= Law 3037/2002 =

Repealed Greek legislation outlawing electronic games

Law 3037/2002 was a controversial law passed by the Greek government in 2002 and was later repealed in 2011. The law effectively banned all electronic games in public places in the hopes that it would fight illegal gambling in the country. The bill was formulated after a member of the ruling Panhellenic Socialist Movement (PASOK) political party was videotaped in an illegal gambling establishment, resulting in public hysteria that was fueled by sensationalist reporting in the press. The bill was passed on 29 July 2002 to take effect with its publication in the Government Gazette, pursuant to the enabling article.

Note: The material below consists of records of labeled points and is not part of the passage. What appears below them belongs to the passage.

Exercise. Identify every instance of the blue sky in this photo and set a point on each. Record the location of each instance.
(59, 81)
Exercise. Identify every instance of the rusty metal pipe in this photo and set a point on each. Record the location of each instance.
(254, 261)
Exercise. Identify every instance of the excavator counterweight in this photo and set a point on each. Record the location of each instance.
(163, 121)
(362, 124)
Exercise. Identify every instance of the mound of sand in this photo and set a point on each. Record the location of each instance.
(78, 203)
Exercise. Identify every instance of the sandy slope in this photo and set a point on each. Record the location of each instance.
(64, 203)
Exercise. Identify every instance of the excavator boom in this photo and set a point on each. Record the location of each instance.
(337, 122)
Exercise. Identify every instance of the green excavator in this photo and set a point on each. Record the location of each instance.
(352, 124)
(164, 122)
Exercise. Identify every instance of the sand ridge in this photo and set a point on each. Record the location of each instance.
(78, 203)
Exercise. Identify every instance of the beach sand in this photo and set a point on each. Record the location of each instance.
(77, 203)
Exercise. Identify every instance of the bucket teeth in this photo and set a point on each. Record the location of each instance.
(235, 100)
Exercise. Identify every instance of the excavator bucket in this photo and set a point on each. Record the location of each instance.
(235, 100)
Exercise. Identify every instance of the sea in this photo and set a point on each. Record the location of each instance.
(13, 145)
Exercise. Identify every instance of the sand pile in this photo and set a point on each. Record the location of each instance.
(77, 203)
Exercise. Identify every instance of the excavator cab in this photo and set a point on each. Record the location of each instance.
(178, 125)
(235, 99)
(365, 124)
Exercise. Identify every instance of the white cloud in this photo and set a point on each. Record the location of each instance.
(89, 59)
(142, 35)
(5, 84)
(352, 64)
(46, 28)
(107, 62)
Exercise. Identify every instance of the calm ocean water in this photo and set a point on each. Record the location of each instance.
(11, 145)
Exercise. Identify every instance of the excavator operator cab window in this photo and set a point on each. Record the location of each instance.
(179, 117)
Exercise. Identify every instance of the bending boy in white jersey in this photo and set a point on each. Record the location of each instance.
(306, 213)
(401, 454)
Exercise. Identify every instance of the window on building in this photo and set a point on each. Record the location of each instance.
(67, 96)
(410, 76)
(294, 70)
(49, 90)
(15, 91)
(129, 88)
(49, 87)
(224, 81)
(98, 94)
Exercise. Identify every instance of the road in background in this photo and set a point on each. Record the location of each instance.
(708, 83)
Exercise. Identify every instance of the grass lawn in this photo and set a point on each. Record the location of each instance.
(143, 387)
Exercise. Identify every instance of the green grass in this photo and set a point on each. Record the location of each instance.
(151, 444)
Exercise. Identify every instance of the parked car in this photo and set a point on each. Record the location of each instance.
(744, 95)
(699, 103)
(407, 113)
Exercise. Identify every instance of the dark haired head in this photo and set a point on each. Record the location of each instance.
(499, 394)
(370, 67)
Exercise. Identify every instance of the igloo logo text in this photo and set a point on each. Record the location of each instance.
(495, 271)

During a case against some Internet café owners who allowed their customers to play online chess and other games, a local court in Thessaloniki declared the law unconstitutional. More than 300 people gathered outside the court in support of the Internet café owners. The law affected both Greek citizens and foreigners. The European Commission sent an official letter to the Greek Foreign Ministry explaining that the law may be in conflict with European legislation and, if that were the case, action could be taken against Greece by the European Court of Justice.

On September 24, 2002, government officials published a document in an effort to clarify the controversial articles of the law. After the European Union intervention and debates Internet café owners, the government passed a new decision (1107414/1491/T. & E. F.), published in the Government Gazette issue 1827, on December 8, 2003. The new law clarified some articles of 3037/2002 but still banned video games in internet cafés and computer software which deleted or encrypted files on hard disks of computers owned by Internet cafés. The Greek police raided Internet cafes in Larissa on January 14, 2004, as reported by Eleftherotypia newspaper. Eighty computers were taken by the police as evidence, and three Internet café owners were arrested. The European Commission in February 2005 referred Greece to the European Court of Justice over its ban on electronic games.

The law 3037/2002 was repealed in 2011, by the article 54 of law 4002/2011 ΦΕΚ Α/180/22-8-2011.